What about the hard parts? – Reflection for 26 August 2018
In our Gospel today, those who have been following Jesus become dissatisfied by his teaching. They say to Him, “This is a hard saying; who can listen to it?” When we truly dive into Scripture and allow God’s word to permeate our lives, we too come across passages and teachings that cause us to say, “This is a hard saying; who can listen to it?” How should we respond?Perhaps we can take some instruction from our Gospel to look at some responses. As Jesus turns to those who are grumbling, he asks, “Do you take offense at this?” One of our first tasks is to truly define what “this” might be. As we come across a difficult passage of Scripture, we need to look at that passage not in isolation but in the context of the particular book, the context of the entire canon of Scripture, and the historical context in which it was written. Some of the difficult passages may not be offensive to us at all once properly understood.
If we are still taking offense at Scripture, we need to look at ourselves. We are usually offended by things that challenge a deeply held belief or value. We can ask ourselves what exactly is being challenged. In today’s Gospel, Jesus has just challenged those around Him saying that they have no life apart from Him. They thought they were alive and Jesus called them dead. That is a pretty big challenge indeed! No wonder they were offended.

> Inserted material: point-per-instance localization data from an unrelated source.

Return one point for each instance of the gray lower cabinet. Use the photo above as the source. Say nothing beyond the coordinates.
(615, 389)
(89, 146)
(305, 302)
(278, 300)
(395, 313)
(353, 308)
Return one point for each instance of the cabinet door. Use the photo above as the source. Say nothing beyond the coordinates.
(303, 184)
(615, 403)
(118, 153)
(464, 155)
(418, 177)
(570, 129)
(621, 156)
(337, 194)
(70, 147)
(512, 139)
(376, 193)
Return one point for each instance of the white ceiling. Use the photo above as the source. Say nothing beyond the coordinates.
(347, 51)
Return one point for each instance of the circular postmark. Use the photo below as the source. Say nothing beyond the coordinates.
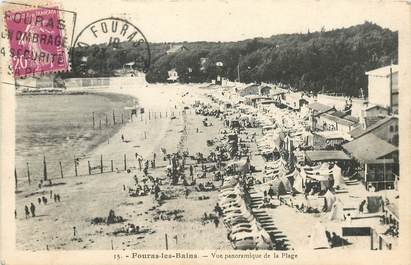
(110, 46)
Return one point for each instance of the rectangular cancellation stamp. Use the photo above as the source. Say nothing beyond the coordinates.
(37, 40)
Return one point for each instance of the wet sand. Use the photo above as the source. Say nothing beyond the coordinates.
(87, 197)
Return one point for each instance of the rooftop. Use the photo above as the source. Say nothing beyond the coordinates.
(371, 123)
(383, 71)
(338, 120)
(319, 108)
(326, 155)
(369, 147)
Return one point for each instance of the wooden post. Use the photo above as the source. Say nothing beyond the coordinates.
(44, 168)
(61, 170)
(15, 179)
(101, 164)
(28, 172)
(93, 121)
(75, 166)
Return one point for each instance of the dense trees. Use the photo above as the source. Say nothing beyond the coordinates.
(329, 61)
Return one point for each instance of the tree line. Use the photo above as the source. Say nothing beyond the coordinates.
(333, 61)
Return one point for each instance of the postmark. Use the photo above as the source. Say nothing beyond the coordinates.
(108, 44)
(38, 43)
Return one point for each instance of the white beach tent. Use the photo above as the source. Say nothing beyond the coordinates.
(318, 239)
(298, 183)
(337, 212)
(330, 200)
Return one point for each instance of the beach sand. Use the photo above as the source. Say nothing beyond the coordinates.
(87, 197)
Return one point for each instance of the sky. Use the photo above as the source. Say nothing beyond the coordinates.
(232, 20)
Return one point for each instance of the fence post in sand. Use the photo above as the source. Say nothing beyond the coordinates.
(101, 164)
(44, 168)
(28, 172)
(15, 179)
(89, 167)
(75, 166)
(94, 123)
(61, 170)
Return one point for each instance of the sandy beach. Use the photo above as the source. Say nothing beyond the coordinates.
(54, 221)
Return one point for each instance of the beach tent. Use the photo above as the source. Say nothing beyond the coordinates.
(318, 239)
(374, 204)
(337, 212)
(298, 184)
(329, 199)
(281, 186)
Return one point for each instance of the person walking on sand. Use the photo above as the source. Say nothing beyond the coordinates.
(191, 171)
(216, 221)
(33, 210)
(26, 211)
(140, 161)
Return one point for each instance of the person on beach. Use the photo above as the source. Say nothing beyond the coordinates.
(186, 191)
(33, 210)
(140, 161)
(216, 221)
(26, 211)
(191, 171)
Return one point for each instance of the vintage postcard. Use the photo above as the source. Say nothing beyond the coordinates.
(215, 131)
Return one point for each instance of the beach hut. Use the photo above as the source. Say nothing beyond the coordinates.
(337, 212)
(329, 199)
(318, 239)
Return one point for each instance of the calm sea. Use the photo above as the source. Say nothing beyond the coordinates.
(60, 128)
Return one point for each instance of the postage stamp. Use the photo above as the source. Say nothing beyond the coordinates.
(37, 39)
(103, 37)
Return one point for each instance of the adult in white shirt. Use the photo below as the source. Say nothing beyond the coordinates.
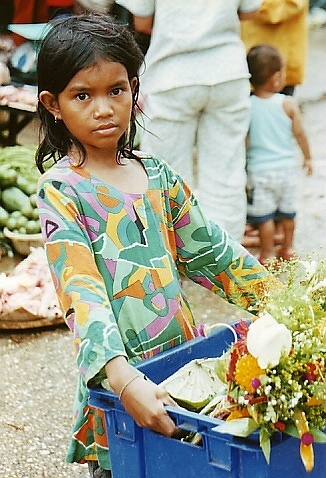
(196, 97)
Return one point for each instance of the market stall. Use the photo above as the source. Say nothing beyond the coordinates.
(27, 295)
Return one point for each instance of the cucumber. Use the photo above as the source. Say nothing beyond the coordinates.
(8, 177)
(3, 217)
(13, 199)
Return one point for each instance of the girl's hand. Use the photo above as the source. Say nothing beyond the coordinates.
(307, 166)
(142, 399)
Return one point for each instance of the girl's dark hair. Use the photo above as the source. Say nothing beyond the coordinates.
(263, 61)
(73, 43)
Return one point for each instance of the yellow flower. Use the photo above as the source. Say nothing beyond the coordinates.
(246, 370)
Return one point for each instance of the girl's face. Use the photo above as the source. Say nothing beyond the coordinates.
(96, 106)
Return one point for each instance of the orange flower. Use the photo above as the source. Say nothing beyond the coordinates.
(246, 370)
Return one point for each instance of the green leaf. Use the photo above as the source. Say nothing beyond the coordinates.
(265, 443)
(319, 436)
(241, 427)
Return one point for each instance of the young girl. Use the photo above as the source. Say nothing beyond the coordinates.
(272, 166)
(119, 227)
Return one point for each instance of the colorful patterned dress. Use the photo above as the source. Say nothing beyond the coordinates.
(117, 259)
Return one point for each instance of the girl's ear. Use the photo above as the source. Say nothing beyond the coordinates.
(50, 103)
(133, 84)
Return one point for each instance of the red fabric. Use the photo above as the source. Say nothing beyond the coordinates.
(60, 3)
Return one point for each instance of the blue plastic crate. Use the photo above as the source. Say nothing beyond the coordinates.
(140, 453)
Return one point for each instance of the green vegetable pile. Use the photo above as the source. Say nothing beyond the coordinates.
(18, 183)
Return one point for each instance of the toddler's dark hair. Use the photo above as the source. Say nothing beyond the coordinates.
(263, 61)
(73, 43)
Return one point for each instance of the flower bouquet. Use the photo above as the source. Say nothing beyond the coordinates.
(274, 372)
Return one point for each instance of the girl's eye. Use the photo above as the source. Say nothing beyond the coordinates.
(116, 91)
(82, 96)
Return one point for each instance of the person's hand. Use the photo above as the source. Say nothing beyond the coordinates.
(144, 401)
(307, 166)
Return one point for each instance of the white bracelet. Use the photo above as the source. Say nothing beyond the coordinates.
(128, 383)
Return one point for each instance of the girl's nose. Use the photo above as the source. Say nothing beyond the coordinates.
(102, 108)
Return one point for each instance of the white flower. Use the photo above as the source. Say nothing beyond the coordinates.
(310, 267)
(267, 339)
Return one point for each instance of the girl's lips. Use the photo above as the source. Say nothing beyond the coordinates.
(105, 129)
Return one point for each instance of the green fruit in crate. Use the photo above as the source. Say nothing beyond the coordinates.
(33, 227)
(195, 384)
(8, 176)
(3, 217)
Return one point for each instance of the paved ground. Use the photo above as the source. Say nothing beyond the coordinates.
(37, 370)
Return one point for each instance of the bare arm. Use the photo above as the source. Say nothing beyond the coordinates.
(143, 399)
(247, 15)
(292, 110)
(143, 24)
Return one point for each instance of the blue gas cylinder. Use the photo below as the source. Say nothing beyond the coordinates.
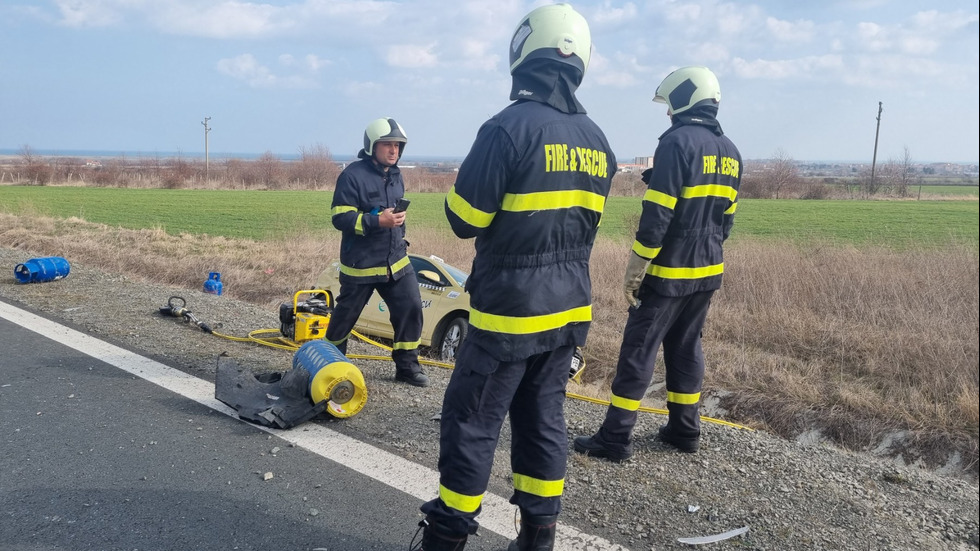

The question is how they would respond to this challenge between their understanding and the words of Jesus. We face the same question as we take offense at Scripture. Jesus offers three statements that can help guide us.
“What if you were to see the Son of Man ascending to where he was before?” In other words, if you believe in the life, death, resurrection, and ascension of Jesus the Christ, shouldn’t you also believe what He says? This statement challenges the way we determine truth. Is truth based on our own feelings or understanding, or is truth defined by God. As we realize that Scripture has an authority beyond ourselves, when our beliefs or values are challenged by the Truth in Scripture the challenge becomes, “Do I believe enough in the love of Christ to be changed?”
“The words that I have spoken to you are spirit and life.” This statement draws us into faith as we allow ourselves to be changed at a very deep level by Scripture. It is the promise that even when it may be painful, we are being led to spirit and life.
“No one can come to me unless it is granted him by the Father.” What a relief to know that all this struggle to understand and grow is not up to me. Isaiah reminds us that wisdom, knowledge and understanding are gifts of the Holy Spirit. As we come to these difficult passages, we can pray to the Father for guidance by the Spirit.
Jesus said to the Twelve, “Do you want to go away as well?” Simon Peter answered him, “Lord, to whom shall we go? You have the words of eternal life, and we have believed, and have come to know, that you are the Holy One of God.” I don’t think that the twelve were any less confused by the words of Jesus or any less offended. They simply trusted that Jesus knew what they didn’t and could lead them where they could not go on their own.